Structure-reactivity relationships for β-galactosidase (Escherichia coli, lac Z). 3. Evidence that Glu-461 participates in bronsted acid-base catalysis of β-D-galactopyranosyl group transfer

Experiments are reported to determine the role of Glu-461 in the β-D- galactopyranosyl group transfer reaction catalyzed by β-galactosidase. E461G β-galactosidase catalyzes the hydrolysis of 4-nitrophenyl β-D- galactopyranoside through a galactosyl-enzyme intermediate that shows a high reactivity toward the anionic nucleophile azide ion, but no detectable reactivity toward the neutral nucleophile trifluoroethanol. By contrast, the galactosylated wild type enzyme is reactive toward trifluoroethanol but not anions. The change in specificity observed for the E461G mutant can be rationalized by a mechanism in which Glu-461 participates in general acid- base catalysis at the leaving group/nucleophile. The observed low activity of E461G β-galactosidase for hydrolysis of 2,2,2-trifluoroethyl β-D- galactopyranoside is due entirely to a wild type enzyme contaminant in our preparation of the mutant enzyme, and the mutant enzyme itself has essentially no catalytic activity for cleavage of this substrate.
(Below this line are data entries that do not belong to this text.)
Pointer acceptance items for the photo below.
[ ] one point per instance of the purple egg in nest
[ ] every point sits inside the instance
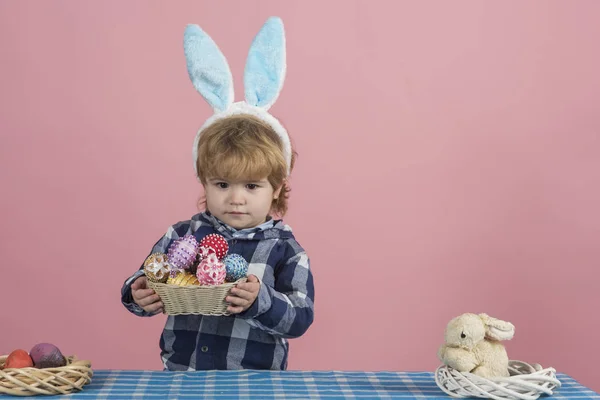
(46, 355)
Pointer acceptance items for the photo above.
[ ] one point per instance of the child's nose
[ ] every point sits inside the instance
(237, 197)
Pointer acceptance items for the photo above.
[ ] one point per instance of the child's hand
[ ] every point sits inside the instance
(243, 295)
(146, 298)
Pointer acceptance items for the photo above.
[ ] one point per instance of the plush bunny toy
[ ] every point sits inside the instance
(473, 345)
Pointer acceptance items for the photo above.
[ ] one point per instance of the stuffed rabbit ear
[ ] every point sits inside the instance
(208, 68)
(265, 67)
(497, 329)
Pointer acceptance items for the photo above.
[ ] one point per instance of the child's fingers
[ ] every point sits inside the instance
(235, 309)
(148, 300)
(139, 283)
(154, 308)
(250, 287)
(237, 301)
(241, 293)
(141, 293)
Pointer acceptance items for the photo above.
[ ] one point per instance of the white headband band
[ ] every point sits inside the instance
(263, 78)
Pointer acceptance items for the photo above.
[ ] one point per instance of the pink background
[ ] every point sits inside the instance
(449, 162)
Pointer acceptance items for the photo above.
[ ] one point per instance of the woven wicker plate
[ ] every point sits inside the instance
(45, 381)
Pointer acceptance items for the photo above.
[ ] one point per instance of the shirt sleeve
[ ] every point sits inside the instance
(286, 310)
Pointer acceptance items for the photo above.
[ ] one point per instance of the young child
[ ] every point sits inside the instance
(243, 157)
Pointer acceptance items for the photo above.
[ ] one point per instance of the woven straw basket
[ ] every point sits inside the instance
(194, 299)
(526, 382)
(50, 381)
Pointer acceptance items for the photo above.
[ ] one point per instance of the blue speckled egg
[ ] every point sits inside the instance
(236, 267)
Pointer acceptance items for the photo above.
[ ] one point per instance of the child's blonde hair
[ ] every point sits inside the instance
(243, 147)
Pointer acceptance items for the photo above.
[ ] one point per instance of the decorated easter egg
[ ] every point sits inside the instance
(157, 267)
(46, 355)
(183, 278)
(214, 243)
(182, 252)
(236, 267)
(18, 359)
(211, 271)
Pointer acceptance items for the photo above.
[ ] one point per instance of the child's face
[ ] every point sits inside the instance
(240, 204)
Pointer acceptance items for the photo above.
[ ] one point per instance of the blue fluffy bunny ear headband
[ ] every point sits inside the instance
(263, 78)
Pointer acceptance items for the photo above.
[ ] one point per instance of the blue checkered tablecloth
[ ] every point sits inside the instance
(249, 384)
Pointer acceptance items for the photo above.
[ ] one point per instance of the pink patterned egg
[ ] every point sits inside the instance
(214, 243)
(211, 271)
(182, 252)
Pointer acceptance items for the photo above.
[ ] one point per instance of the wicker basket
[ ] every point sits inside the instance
(194, 299)
(526, 382)
(50, 381)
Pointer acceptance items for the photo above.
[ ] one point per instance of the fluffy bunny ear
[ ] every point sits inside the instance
(208, 68)
(265, 67)
(496, 329)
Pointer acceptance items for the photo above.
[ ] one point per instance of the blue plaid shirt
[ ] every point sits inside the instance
(256, 338)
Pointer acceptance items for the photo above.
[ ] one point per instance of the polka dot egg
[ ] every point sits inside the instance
(235, 266)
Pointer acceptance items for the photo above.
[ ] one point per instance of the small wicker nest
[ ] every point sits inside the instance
(194, 299)
(526, 382)
(50, 381)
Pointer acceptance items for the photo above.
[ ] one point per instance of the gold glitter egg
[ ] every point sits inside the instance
(157, 267)
(183, 279)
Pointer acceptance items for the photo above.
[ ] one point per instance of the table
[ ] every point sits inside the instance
(250, 384)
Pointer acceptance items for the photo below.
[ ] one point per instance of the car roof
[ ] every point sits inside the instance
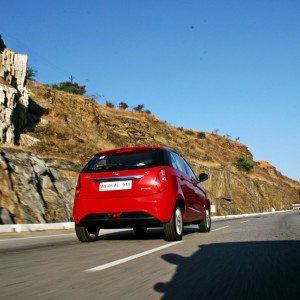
(132, 149)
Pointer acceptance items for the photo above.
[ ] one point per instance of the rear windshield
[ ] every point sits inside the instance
(124, 161)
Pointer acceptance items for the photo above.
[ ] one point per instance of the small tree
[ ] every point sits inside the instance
(70, 87)
(31, 74)
(243, 164)
(139, 107)
(109, 104)
(123, 105)
(201, 135)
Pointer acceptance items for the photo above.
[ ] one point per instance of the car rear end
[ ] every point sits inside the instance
(124, 188)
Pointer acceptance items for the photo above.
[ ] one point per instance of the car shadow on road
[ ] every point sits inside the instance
(152, 234)
(238, 270)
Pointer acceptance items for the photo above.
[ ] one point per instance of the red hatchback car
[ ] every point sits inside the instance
(139, 187)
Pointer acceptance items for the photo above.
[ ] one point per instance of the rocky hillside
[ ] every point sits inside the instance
(62, 131)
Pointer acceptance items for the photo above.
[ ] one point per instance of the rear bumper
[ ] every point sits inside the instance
(124, 220)
(147, 210)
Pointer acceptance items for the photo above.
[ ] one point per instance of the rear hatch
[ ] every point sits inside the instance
(126, 174)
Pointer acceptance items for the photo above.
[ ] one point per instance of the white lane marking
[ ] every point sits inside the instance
(126, 259)
(35, 237)
(221, 228)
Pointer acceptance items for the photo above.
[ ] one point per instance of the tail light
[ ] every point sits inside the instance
(77, 187)
(161, 180)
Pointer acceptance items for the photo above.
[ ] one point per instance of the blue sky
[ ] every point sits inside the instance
(205, 65)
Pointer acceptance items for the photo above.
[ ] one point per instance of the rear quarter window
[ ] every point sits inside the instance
(125, 161)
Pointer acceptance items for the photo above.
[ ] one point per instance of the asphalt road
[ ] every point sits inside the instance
(249, 258)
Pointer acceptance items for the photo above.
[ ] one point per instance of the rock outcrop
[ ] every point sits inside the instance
(35, 190)
(13, 95)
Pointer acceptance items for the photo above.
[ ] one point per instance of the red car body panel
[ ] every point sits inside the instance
(148, 194)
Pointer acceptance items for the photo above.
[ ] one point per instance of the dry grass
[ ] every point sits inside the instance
(75, 128)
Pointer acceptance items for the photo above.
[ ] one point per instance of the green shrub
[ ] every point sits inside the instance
(243, 164)
(109, 104)
(31, 74)
(189, 132)
(139, 107)
(123, 105)
(201, 135)
(70, 87)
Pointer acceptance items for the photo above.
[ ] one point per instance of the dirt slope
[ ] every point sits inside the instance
(74, 127)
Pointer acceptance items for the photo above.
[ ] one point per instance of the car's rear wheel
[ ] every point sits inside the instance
(205, 224)
(174, 229)
(86, 235)
(139, 231)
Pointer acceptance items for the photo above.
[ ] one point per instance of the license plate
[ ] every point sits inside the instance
(115, 185)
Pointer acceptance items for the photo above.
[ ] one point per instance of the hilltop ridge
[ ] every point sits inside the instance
(48, 135)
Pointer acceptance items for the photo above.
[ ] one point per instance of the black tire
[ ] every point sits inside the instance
(205, 224)
(139, 231)
(174, 229)
(86, 235)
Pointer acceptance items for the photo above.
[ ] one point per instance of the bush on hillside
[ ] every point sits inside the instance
(123, 105)
(31, 74)
(243, 164)
(139, 107)
(201, 135)
(109, 104)
(70, 87)
(189, 132)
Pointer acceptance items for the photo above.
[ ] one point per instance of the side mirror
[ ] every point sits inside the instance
(203, 177)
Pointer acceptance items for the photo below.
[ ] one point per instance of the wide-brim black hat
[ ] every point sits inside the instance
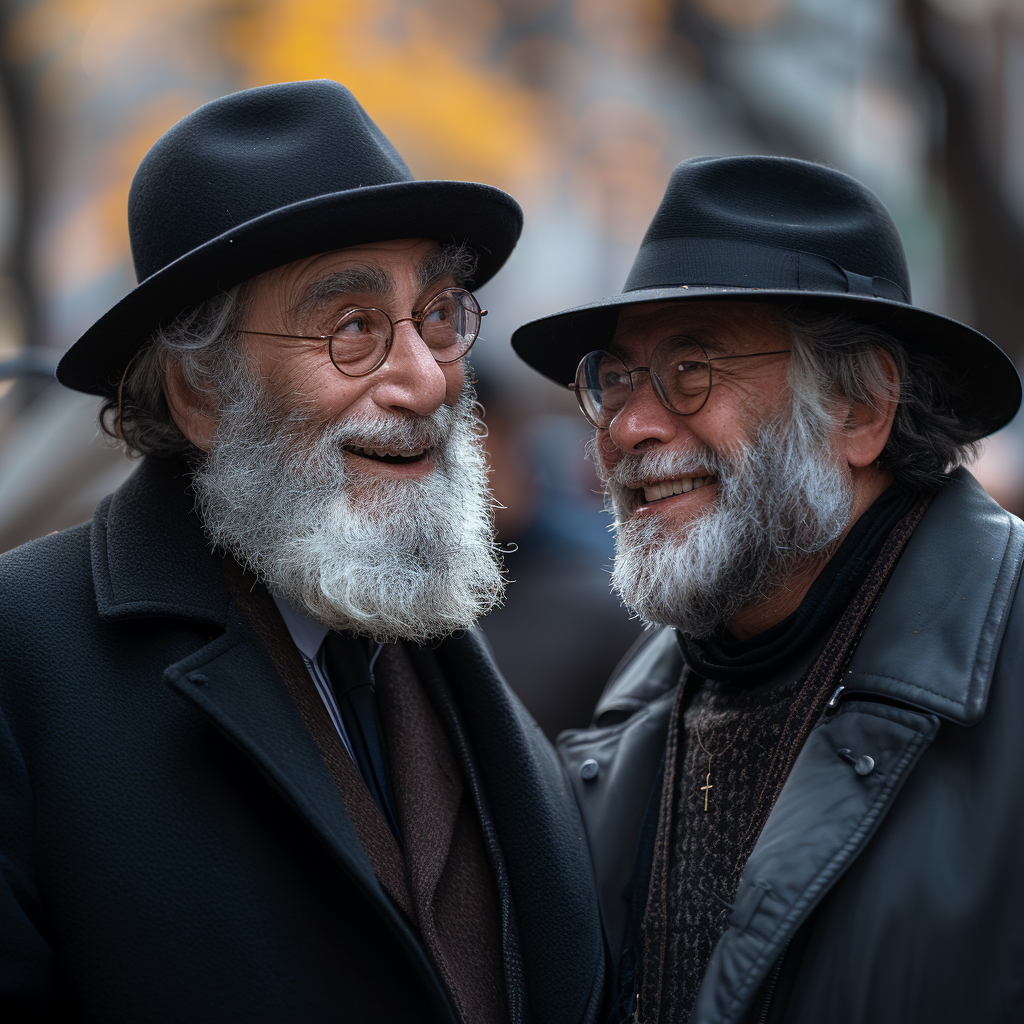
(258, 179)
(781, 230)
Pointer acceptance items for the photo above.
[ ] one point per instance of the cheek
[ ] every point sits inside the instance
(455, 380)
(608, 452)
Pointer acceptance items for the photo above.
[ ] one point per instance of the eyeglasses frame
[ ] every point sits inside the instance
(417, 320)
(655, 381)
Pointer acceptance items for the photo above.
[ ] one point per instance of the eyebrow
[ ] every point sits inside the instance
(448, 261)
(369, 280)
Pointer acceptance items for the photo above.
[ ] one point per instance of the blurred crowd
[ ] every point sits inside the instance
(580, 109)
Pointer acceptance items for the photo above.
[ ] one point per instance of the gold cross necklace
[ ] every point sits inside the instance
(707, 787)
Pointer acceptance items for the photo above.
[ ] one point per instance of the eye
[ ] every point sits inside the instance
(691, 367)
(357, 325)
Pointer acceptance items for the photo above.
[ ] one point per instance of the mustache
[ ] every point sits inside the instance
(295, 436)
(433, 431)
(634, 469)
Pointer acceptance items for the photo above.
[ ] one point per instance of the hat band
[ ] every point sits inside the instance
(673, 262)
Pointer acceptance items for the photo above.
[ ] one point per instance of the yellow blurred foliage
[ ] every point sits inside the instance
(420, 72)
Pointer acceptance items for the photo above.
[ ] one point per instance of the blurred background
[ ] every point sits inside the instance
(580, 109)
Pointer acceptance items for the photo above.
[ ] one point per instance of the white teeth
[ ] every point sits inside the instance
(371, 453)
(666, 488)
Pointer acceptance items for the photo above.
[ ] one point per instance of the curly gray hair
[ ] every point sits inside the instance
(834, 353)
(204, 342)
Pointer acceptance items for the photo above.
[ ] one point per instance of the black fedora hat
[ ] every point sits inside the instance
(261, 178)
(772, 228)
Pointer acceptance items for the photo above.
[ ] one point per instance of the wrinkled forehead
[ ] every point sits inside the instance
(723, 328)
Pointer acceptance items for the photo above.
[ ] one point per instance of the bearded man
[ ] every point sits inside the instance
(255, 764)
(803, 794)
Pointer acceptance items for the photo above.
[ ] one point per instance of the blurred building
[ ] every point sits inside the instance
(580, 109)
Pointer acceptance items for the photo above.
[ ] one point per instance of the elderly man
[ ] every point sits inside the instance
(804, 794)
(255, 764)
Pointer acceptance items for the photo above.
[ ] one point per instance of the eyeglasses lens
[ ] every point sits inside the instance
(602, 386)
(451, 324)
(359, 341)
(681, 373)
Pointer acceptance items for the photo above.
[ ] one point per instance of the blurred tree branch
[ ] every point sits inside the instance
(991, 236)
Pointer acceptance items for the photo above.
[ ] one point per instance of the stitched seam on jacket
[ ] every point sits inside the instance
(826, 875)
(1008, 600)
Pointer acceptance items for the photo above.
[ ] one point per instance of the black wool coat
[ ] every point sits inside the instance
(172, 847)
(891, 897)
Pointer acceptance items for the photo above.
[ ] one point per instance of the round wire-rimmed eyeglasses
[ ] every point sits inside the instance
(680, 374)
(359, 344)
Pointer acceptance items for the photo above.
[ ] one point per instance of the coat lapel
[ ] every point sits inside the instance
(530, 811)
(823, 818)
(150, 558)
(929, 652)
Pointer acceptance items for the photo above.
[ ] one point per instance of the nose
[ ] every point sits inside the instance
(411, 380)
(643, 422)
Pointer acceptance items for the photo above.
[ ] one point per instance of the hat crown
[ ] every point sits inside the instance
(776, 202)
(249, 154)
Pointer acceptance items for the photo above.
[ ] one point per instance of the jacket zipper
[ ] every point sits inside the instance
(770, 985)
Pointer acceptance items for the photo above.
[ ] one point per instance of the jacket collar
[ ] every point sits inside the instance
(932, 642)
(150, 556)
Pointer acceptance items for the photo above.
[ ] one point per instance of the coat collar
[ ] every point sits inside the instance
(931, 643)
(150, 556)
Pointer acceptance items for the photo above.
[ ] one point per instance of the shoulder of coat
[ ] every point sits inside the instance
(649, 670)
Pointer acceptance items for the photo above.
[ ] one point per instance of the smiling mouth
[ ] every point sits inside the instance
(660, 489)
(387, 456)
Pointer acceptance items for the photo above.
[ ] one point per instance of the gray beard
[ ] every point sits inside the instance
(783, 498)
(389, 559)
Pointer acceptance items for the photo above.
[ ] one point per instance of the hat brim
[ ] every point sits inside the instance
(484, 218)
(987, 378)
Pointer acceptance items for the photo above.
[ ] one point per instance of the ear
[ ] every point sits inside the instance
(867, 427)
(193, 412)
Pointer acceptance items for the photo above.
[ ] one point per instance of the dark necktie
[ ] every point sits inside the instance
(351, 677)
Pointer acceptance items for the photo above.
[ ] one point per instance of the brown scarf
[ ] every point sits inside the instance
(442, 880)
(814, 690)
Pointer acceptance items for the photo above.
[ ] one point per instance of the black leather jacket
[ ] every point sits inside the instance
(904, 888)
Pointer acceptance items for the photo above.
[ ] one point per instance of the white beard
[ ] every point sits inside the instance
(782, 497)
(391, 559)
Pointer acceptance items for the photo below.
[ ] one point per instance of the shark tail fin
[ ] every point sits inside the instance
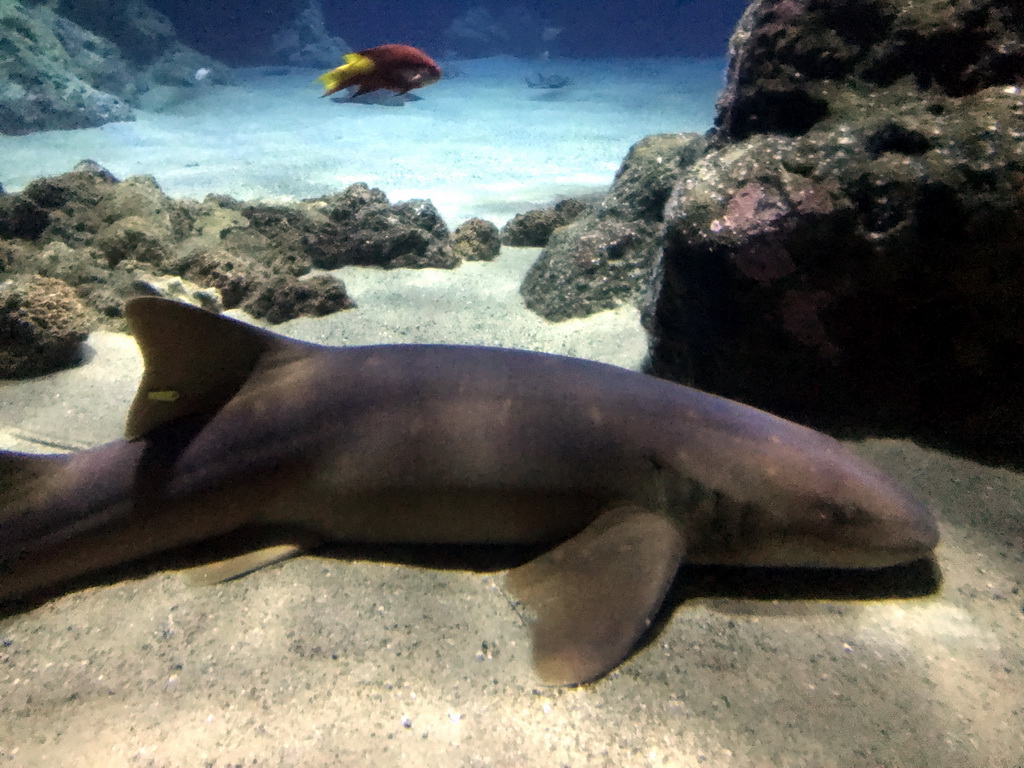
(195, 360)
(341, 77)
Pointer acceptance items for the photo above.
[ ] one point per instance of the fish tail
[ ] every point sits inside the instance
(341, 77)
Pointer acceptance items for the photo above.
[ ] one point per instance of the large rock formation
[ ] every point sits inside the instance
(78, 65)
(849, 251)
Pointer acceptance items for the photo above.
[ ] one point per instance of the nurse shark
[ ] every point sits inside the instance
(615, 476)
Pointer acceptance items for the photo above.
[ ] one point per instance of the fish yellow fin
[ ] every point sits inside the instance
(195, 360)
(595, 595)
(355, 65)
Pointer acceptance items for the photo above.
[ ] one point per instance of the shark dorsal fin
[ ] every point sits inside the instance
(195, 360)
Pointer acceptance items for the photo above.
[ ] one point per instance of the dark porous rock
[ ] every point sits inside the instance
(607, 257)
(42, 326)
(366, 229)
(857, 264)
(141, 198)
(22, 218)
(70, 201)
(285, 297)
(112, 240)
(130, 238)
(476, 240)
(298, 240)
(534, 228)
(235, 275)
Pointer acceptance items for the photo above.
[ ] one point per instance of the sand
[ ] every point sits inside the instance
(335, 659)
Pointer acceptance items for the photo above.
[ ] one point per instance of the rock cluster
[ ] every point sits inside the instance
(97, 241)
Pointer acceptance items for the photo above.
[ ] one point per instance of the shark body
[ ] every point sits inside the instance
(235, 428)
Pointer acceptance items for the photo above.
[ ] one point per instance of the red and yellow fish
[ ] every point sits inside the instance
(391, 67)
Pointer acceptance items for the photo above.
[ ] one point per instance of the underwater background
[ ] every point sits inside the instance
(813, 207)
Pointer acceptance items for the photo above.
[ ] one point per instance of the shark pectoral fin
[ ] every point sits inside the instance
(595, 594)
(232, 567)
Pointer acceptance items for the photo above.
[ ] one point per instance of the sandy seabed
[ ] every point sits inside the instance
(328, 660)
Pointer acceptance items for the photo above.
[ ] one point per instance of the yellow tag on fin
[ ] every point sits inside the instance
(163, 395)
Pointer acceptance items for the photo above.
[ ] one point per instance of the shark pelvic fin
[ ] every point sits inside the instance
(595, 594)
(232, 567)
(195, 360)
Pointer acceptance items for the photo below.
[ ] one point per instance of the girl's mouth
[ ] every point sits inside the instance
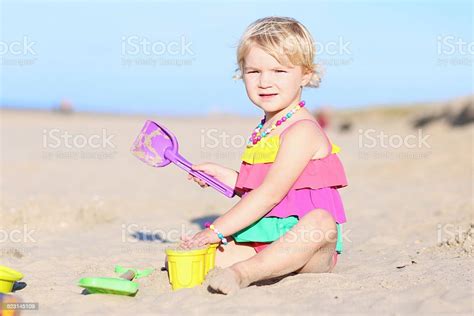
(267, 95)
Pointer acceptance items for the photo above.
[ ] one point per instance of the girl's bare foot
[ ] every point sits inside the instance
(226, 281)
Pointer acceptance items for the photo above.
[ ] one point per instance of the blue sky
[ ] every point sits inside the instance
(373, 52)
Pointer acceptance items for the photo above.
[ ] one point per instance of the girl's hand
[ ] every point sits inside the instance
(223, 174)
(202, 238)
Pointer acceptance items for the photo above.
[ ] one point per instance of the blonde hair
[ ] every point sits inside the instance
(285, 39)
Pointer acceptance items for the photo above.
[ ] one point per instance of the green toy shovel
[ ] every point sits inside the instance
(118, 286)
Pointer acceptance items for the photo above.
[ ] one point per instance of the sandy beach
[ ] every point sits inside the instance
(68, 213)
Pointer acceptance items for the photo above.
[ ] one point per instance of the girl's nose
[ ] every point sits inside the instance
(265, 80)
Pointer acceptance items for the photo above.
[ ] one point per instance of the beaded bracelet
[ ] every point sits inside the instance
(214, 229)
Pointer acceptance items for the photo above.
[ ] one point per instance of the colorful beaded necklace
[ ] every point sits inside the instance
(257, 136)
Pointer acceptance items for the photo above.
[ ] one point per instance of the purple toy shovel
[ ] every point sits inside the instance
(157, 147)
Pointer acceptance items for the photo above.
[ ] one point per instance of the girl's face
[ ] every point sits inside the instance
(270, 85)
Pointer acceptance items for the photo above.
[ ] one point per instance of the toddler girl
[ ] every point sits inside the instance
(289, 215)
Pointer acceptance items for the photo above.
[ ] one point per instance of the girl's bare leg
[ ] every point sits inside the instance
(232, 253)
(307, 248)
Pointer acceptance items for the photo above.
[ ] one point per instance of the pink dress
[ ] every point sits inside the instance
(316, 187)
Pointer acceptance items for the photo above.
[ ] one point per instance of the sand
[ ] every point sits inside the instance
(68, 213)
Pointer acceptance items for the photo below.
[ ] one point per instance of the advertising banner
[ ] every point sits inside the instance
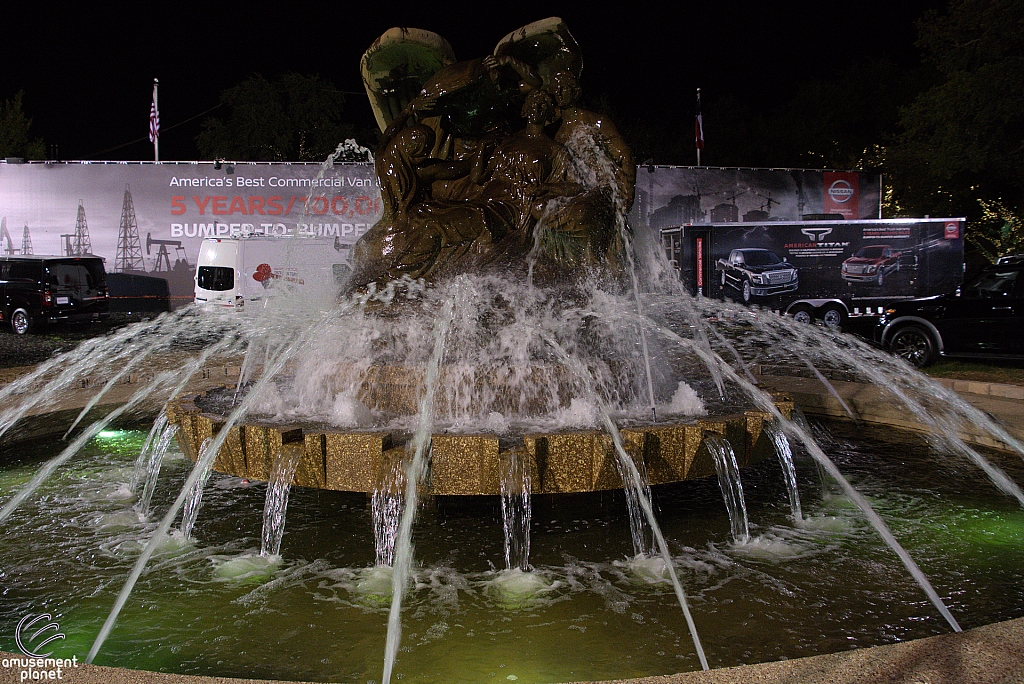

The substitution of glutamate at position 461 by glycine leads to a more than 500 000-fold reduction in the rate constant for enzymatic cleavage of the glycosidic bond to the strongly basic trifluoroethoxide leaving group (pK(a) = 12.4), but to a smaller 1300-fold reduction in the rate constant for cleavage of the bond to the more weakly basic 4-nitrophenoxide leaving group (pK(a) = 7.1). This corresponds to a more than 3.5 kcal/mol greater stabilization by Glu-461 of the transition state for the reaction of the substrate with the more basic trifluoroethoxide leaving group. These data are consistent with the conclusion that Glu-461 provides general acid catalysis of leaving group departure, which is most effective for cleavage of the relatively strong bonds to basic alkoxide leaving groups.